Puisqu'il est question, dans les discours, d'améliorer l'offre de santé, permettez-moi de répéter mon propos : notre crainte est de voir le nombre total de lits passer des 1 400 lits existants à 1 000 lits. Or, vous n'apportez aucun éclaircissement sur ce point.

Par ailleurs, vous avez parlé de financement. Le projet de la direction de l'AP-HP est, on le sait, de revenir à une situation d'équilibre budgétaire - c'est du moins ce qu'elle annonce - au moyen d'un plan de cession de 200 millions d'euros. Cela nous porte à craindre que, pour financer ce projet d'hôpital Nord du Grand Paris, l'AP-HP procède par redéploiement, en fermant des services et en cédant une partie de son patrimoine au plus offrant.

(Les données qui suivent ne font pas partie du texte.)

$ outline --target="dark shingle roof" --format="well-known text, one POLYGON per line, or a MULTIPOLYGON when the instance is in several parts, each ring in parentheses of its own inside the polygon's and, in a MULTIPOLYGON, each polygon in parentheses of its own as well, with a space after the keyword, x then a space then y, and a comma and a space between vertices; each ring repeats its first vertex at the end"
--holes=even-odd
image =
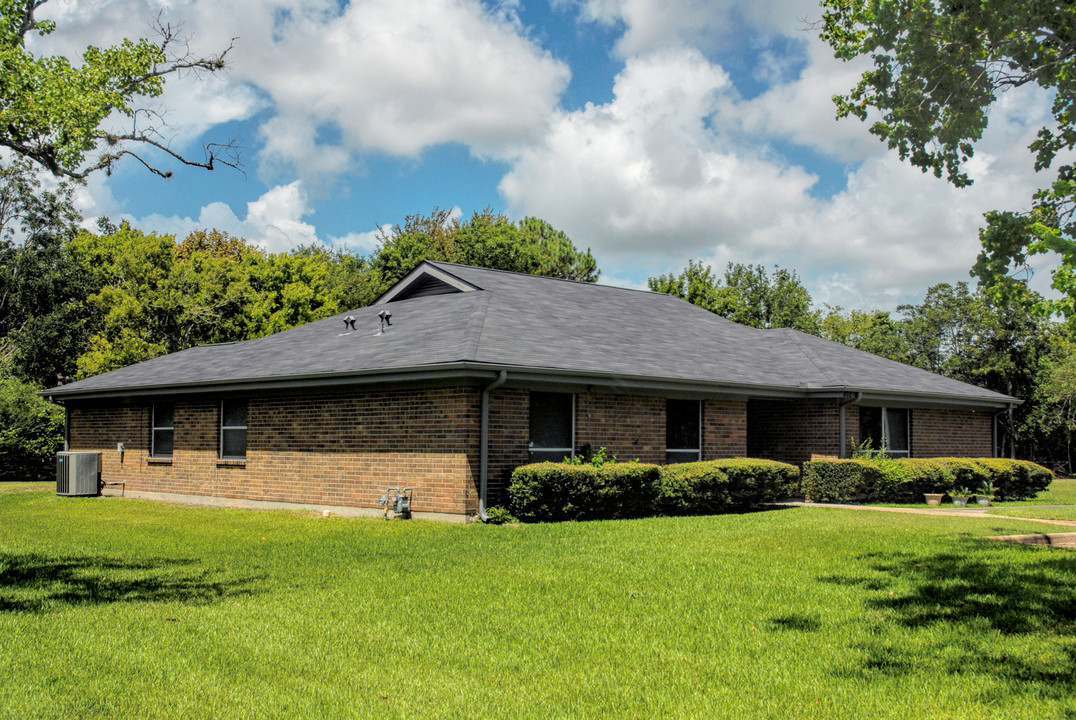
MULTIPOLYGON (((206 345, 49 391, 57 397, 290 382, 449 367, 526 370, 587 382, 633 378, 802 396, 845 391, 1003 406, 1014 399, 795 330, 757 330, 657 293, 427 262, 466 292, 406 297, 269 337, 206 345), (475 288, 471 290, 470 288, 475 288), (379 334, 378 313, 392 326, 379 334), (355 318, 347 331, 344 317, 355 318)), ((421 295, 421 293, 419 293, 421 295)))

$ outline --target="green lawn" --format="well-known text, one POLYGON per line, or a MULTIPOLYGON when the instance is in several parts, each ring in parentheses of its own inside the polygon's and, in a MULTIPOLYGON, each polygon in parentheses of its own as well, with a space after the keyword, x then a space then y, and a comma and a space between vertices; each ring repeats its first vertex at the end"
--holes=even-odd
POLYGON ((1076 553, 793 508, 522 527, 0 488, 0 717, 1065 718, 1076 553))

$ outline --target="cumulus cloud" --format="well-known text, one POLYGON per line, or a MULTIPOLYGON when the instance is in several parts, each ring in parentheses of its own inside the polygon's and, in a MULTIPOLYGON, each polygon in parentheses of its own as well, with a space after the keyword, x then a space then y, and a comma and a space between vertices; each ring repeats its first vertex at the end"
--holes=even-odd
MULTIPOLYGON (((560 113, 501 191, 514 212, 550 220, 599 259, 645 261, 656 269, 649 274, 689 257, 719 269, 778 263, 799 270, 816 300, 846 307, 891 307, 930 284, 967 279, 982 214, 1026 207, 1041 181, 1026 150, 1045 112, 1041 94, 995 108, 971 166, 976 185, 958 190, 876 149, 858 121, 827 129, 808 98, 825 62, 812 57, 798 77, 753 100, 697 50, 628 58, 614 99, 560 113), (846 188, 815 197, 816 177, 802 166, 764 141, 741 142, 750 118, 758 135, 856 160, 846 188)), ((827 122, 837 125, 832 114, 827 122)))
MULTIPOLYGON (((98 196, 84 200, 84 203, 101 211, 107 209, 107 201, 107 196, 98 196)), ((258 199, 248 202, 244 217, 236 215, 226 203, 213 202, 203 206, 197 217, 119 213, 114 214, 112 220, 126 220, 146 232, 167 233, 180 240, 195 230, 215 228, 276 253, 322 242, 315 227, 303 219, 312 212, 302 182, 296 180, 270 188, 258 199)))

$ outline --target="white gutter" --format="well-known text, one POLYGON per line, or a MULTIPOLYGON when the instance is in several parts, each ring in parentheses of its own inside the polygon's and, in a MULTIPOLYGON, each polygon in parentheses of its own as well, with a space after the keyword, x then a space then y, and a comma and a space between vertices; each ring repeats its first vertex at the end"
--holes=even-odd
POLYGON ((845 432, 844 406, 845 405, 853 405, 853 404, 858 405, 859 401, 862 400, 862 399, 863 399, 863 393, 862 392, 857 392, 856 396, 854 398, 851 398, 850 400, 841 400, 839 403, 837 403, 837 407, 840 409, 840 430, 839 430, 839 432, 841 433, 841 438, 840 438, 840 441, 841 441, 840 448, 841 449, 840 449, 838 457, 843 458, 843 457, 847 456, 847 454, 848 454, 848 447, 847 447, 847 442, 848 441, 846 439, 848 433, 845 432))

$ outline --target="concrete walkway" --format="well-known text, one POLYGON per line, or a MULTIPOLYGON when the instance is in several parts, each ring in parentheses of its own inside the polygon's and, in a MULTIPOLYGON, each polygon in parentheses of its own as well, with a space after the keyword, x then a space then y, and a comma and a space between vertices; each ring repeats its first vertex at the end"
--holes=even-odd
MULTIPOLYGON (((780 507, 815 507, 815 508, 840 508, 842 510, 873 510, 875 512, 904 513, 907 515, 942 515, 945 517, 965 518, 988 518, 991 520, 1026 520, 1029 522, 1050 523, 1051 525, 1066 525, 1076 527, 1076 520, 1046 520, 1043 518, 1011 517, 1009 515, 987 515, 990 506, 977 505, 975 507, 879 507, 877 505, 841 505, 838 503, 813 503, 798 500, 785 500, 771 503, 780 507)), ((1072 507, 1071 505, 1022 505, 1021 507, 1072 507)), ((997 509, 997 508, 994 508, 997 509)), ((1050 545, 1052 547, 1076 549, 1076 532, 1067 533, 1041 533, 1034 535, 995 535, 987 540, 1003 540, 1016 542, 1024 545, 1050 545)))

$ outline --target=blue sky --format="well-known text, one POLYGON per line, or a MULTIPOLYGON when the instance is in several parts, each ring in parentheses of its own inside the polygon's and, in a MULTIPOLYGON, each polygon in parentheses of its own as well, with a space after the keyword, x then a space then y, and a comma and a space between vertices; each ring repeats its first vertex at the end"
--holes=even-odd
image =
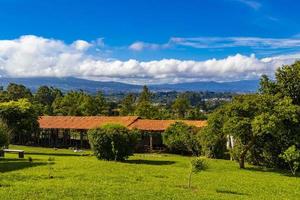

Le rapport sur l'hôpital rédigé en 2012 par l'Inspection générale des affaires sociales, l'IGAS, soulignait les surcoûts et les dysfonctionnements inhérents aux hôpitaux de trop grande taille. Les projets déjà existants montrent que ce problème se pose effectivement de façon extrêmement sérieuse. Le rapport mettait en évidence la diminution du nombre de lits engendrée par les fusions d'hôpitaux publics intervenues entre 2003 et 2008.

Vous comprendrez dans ces conditions que nous allons rester mobilisés et vigilants. La volonté que vous avez réaffirmée d'entendre les propositions présentées par la population et les élus de Paris et d'être attentive à cette concertation ne saurait être qu'une déclaration d'intention si, dans le même temps, un projet contraire à ce qu'expriment les personnels et les populations continue de prospérer.